Also coming Tuesday to DVD/home video
Posted on Fri, May. 09, 2008
Youth Without Youth: After a self-imposed 10-year exile from movies, Francis Ford Coppola has returned to filmmaking, vowing to make nothing but personal pictures. This is most certainly a personal work, so personal in fact that I can't imagine anyone but Coppola being able to sit through it. A relentlessly dull and uninvolving fable about a linguistics professor (Tim Roth) who gains strange powers after being struck by lightning, the movie waddles in metaphysical hokum while forgetting to do what Coppola does best: entertain. -- Rene Rodriguez (violence, nudity, sexual situations, adult themes). 126 minutes.

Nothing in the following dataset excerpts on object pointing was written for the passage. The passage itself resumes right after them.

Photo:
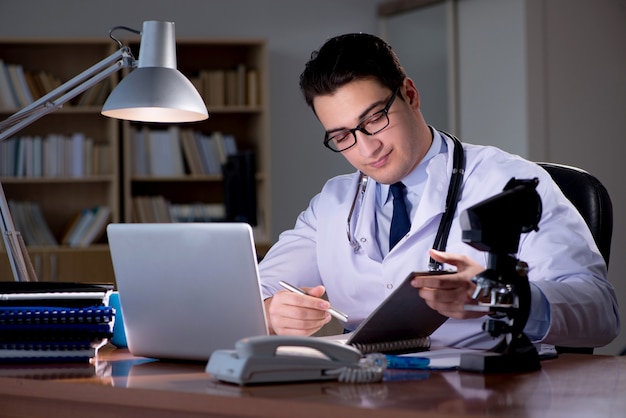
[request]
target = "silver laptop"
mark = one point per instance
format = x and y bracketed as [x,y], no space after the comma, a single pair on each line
[186,289]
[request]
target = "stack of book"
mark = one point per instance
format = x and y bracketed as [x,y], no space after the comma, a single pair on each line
[53,322]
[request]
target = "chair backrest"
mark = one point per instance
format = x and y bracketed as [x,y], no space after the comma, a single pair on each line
[593,202]
[591,199]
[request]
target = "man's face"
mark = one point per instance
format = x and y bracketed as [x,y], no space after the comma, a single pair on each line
[392,153]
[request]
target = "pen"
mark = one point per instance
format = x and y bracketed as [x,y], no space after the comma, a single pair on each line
[334,312]
[406,362]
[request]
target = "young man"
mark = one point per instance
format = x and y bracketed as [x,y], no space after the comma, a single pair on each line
[370,111]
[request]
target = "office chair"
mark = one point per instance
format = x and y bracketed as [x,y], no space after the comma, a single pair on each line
[593,202]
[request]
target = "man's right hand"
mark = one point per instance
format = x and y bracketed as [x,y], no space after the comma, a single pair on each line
[302,315]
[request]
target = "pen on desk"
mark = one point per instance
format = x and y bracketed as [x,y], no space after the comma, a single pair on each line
[334,312]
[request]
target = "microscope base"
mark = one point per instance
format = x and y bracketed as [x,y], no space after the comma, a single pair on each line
[500,363]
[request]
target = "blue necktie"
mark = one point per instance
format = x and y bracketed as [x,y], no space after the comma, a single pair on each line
[400,223]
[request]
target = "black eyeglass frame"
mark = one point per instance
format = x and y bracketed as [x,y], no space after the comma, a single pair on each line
[361,126]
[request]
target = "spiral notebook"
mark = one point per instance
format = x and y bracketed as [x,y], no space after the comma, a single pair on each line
[402,323]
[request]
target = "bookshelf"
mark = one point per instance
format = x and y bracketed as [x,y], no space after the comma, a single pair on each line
[110,177]
[231,76]
[65,162]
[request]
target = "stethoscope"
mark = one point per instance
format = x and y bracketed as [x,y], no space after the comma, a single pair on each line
[454,189]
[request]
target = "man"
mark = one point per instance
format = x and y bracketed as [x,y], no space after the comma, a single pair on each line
[370,111]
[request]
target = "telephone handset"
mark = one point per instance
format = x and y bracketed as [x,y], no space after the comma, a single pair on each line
[272,359]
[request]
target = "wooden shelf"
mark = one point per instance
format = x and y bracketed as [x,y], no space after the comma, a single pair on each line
[62,197]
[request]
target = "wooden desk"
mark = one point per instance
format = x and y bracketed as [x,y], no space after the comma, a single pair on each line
[119,385]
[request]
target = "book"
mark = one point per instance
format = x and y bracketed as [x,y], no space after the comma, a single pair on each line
[53,321]
[402,323]
[66,294]
[96,227]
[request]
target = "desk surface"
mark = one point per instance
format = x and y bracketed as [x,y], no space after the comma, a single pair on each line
[573,385]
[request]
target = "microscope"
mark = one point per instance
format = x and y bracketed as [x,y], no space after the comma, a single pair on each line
[502,290]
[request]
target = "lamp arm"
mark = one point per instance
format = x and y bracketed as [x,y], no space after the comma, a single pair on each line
[122,58]
[14,243]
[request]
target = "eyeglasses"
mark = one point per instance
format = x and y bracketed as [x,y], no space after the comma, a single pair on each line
[371,125]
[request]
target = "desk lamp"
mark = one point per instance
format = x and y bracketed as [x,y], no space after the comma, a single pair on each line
[155,91]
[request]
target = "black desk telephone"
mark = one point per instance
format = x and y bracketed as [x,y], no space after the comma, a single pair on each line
[272,359]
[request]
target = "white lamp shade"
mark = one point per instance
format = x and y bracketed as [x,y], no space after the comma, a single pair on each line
[156,91]
[155,94]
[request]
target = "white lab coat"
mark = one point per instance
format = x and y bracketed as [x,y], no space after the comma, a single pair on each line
[565,264]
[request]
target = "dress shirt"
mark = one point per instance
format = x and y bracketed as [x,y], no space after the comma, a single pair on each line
[572,301]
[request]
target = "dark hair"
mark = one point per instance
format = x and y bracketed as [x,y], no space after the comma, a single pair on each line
[347,58]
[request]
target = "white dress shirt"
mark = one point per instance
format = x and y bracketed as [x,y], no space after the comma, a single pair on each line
[572,303]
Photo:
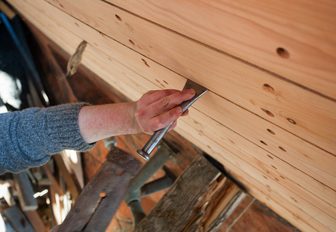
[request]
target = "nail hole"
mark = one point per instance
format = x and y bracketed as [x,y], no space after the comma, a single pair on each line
[268,88]
[269,113]
[282,149]
[291,121]
[145,62]
[131,41]
[118,17]
[270,131]
[282,52]
[263,142]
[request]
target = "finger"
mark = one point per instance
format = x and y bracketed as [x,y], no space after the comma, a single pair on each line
[172,127]
[169,102]
[164,119]
[185,113]
[154,95]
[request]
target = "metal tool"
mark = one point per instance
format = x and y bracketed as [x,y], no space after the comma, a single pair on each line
[158,135]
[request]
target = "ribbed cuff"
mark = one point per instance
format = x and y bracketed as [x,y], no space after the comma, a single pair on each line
[63,128]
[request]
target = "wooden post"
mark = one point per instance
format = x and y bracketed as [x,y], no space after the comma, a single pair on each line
[101,197]
[200,200]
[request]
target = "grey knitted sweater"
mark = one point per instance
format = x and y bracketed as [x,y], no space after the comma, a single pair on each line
[29,137]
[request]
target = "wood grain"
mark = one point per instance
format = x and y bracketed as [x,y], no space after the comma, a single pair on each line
[295,109]
[101,197]
[302,155]
[302,209]
[194,202]
[256,30]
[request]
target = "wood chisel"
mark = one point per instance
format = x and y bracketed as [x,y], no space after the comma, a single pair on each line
[158,135]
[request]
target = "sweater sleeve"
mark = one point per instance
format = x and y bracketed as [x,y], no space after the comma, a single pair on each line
[29,137]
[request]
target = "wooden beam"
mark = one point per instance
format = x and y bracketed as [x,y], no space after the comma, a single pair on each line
[25,192]
[256,31]
[36,221]
[200,198]
[17,219]
[250,164]
[101,197]
[285,146]
[260,92]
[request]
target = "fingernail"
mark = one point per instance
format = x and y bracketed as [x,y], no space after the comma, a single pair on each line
[189,91]
[179,110]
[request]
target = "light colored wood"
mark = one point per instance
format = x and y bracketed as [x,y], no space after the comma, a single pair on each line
[318,164]
[295,109]
[253,30]
[277,196]
[6,10]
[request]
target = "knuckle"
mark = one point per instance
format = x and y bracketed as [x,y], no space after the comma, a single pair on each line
[139,113]
[165,102]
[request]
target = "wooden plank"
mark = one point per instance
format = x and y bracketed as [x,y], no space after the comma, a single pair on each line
[70,180]
[293,212]
[6,10]
[196,200]
[255,31]
[297,110]
[25,192]
[36,221]
[100,198]
[17,219]
[297,152]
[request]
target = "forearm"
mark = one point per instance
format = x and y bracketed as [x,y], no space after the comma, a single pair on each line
[102,121]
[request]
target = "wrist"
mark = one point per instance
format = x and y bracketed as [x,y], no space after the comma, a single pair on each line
[135,125]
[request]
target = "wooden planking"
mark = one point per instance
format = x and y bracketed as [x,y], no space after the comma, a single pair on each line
[100,198]
[204,198]
[305,114]
[320,166]
[96,61]
[253,30]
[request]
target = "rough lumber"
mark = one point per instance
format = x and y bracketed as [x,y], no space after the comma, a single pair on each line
[313,161]
[297,110]
[290,202]
[196,202]
[25,191]
[17,219]
[36,221]
[254,30]
[101,197]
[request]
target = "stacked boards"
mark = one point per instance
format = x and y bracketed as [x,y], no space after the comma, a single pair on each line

Untraceable: Diane Lane and Billy Burke star in this competent but unremarkable crime thriller about a serial killer on the Internet. It's a neat idea, but the movie doesn't quite click. It does introduce one fascinating, troubling notion -- that Americans are so addicted to their media that they would happily become accessories to murder in order to get their daily fix of electronic thrills. -- Robert W. Butler, McClatchy News Service (grisly violence, torture, some language). 100 minutes.
Mad Money: If you're going to make a heist picture, then at least have the decency to make the heist itself interesting. Otherwise, do like Tarantino did in ''Reservoir Dogs'' and just skip it altogether. Then again, when your movie is as puny as ''Mad Money,'' cutting out the heist would leave you with a 30-minute short. Director Callie Khouri, who won an Oscar for writing the screenplay for ''Thelma and Louise,'' would probably tell you ''Mad Money'' is a feminist take on a traditionally male genre, but with characters this thinly written, the fact that the ''Mad Money'' protagonists are women means absolutely nothing. But there's never really anything at stake in the film, since you know a comedy this bouncy, populated by characters this perky, can only end happily. Diane Keaton, Queen Latifah and Katie Holmes don't so much form a trio here as share the screen together. -- Rodriguez (vulgar language, adult themes). 103 minutes.